Reid Hoffman started his first company at 30. Mark Pincus at 29 (just one year
shy!). Excluding Huffington simply because it didn't meet your arbitrarily set
profitability threshold is unfair.

Hell, even Google had Eric Schmidt help run the company at the start. Eric was
46 at the time, though surely you claim "but he's not a founder!"
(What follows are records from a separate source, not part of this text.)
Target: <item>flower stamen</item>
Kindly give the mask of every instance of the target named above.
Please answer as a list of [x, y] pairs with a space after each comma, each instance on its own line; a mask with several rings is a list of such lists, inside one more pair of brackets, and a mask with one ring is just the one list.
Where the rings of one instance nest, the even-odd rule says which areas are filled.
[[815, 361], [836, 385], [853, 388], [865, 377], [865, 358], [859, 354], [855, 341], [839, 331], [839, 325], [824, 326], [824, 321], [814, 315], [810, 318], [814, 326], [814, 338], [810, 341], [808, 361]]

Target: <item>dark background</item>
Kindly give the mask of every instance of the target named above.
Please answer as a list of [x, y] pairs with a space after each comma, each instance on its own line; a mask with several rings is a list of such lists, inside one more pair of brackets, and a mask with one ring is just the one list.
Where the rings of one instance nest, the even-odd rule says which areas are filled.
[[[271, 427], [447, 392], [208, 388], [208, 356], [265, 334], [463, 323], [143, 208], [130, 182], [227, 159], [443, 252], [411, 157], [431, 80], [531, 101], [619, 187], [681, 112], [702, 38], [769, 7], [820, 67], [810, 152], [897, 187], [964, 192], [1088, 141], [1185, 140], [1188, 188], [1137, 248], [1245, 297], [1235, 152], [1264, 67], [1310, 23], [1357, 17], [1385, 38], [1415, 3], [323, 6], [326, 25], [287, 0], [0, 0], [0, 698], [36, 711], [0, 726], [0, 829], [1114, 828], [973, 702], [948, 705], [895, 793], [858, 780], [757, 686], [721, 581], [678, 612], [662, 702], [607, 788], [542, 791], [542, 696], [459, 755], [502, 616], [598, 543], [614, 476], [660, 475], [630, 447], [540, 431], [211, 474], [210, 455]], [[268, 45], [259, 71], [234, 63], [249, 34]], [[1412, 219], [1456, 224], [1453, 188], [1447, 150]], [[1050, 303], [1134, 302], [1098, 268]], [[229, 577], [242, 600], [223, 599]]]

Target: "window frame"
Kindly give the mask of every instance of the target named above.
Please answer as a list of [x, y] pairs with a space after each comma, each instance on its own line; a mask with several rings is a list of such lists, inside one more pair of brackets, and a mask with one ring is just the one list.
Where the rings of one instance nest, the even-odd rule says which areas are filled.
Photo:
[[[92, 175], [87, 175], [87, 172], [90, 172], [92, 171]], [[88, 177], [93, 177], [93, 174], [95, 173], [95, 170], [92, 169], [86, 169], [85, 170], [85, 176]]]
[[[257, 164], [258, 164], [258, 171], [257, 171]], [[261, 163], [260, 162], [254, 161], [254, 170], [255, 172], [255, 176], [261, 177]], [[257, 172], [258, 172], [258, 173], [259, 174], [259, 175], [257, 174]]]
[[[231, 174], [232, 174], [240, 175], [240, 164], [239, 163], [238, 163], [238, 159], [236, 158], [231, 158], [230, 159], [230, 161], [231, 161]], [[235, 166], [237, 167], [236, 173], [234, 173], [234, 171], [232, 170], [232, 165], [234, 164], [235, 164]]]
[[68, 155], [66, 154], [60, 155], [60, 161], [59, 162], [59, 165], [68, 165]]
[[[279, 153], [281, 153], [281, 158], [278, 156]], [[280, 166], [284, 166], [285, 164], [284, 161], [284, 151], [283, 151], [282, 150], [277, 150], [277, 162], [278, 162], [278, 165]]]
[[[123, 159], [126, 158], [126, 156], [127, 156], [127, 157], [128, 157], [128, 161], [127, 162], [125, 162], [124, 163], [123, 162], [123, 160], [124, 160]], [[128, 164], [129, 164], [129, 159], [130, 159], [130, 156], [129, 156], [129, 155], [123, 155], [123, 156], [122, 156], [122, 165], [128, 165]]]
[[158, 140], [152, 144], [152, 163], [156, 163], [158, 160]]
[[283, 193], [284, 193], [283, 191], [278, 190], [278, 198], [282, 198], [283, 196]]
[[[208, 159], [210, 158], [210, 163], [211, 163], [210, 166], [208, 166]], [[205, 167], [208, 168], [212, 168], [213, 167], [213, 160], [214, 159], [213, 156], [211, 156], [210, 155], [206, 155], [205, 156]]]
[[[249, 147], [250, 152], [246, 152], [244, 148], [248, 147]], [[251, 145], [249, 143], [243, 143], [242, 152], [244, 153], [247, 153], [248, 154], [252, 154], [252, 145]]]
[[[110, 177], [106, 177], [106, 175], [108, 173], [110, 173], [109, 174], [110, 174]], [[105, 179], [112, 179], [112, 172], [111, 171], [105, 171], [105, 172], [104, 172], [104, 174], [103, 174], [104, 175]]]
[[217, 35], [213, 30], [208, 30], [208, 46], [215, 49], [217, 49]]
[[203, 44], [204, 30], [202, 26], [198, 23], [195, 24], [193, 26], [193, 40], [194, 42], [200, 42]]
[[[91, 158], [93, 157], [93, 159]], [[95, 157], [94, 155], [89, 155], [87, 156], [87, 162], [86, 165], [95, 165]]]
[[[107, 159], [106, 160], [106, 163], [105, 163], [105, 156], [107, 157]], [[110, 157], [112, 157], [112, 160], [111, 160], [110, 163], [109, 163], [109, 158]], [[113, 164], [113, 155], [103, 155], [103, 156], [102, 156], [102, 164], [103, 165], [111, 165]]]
Data is somewhat hard to collect for this topic, but see:

[http://techcrunch.com/2011/05/28/peak-age-
entrepreneurship/](http://techcrunch.com/2011/05/28/peak-age-
entrepreneurship/)

> The research shows that an older age is actually a better predictor of
> entrepreneurial success, and that three other traits also correlate strongly
> to success: strong fluid intelligence, high openness, and moderate
> agreeableness.

------
argumentum
The best way to learn, anything, is by trying, failing and iterating. This is
true (for me at least) in programming and otherwise. I generally believe you
should stay in school, and more importantly stay learning technical stuff
(whether undergrad, grad school or in a technically challenging job). It's the
best way to get ideas, and more importantly find people to work with (if you
want to start a company). So I do harbor doubts about the Thiel Fellowship
(though I happen to know quite a few talented kids in the program, and think
it's working well for most of them).

However, you will _not_ learn how to be a Founder/CEO without being a
Founder/CEO. Some have a natural ability at this, but 99% of even the best
CEOs probably just have the ability to learn quickly on their feet. By the
time their mistakes might be noticed, they've already learned and corrected
them.

The only thing you'll learn by working your way up the corporate ladder is how
to work your way up the corporate ladder. The stuff about learning _how to
work hard_ is BS. If you want to do a startup and hope things will happen for
you, you probably believe in an all-powerful being that has a plan for you.

------
avty
Wow, what a de-empowering article. Good luck guys.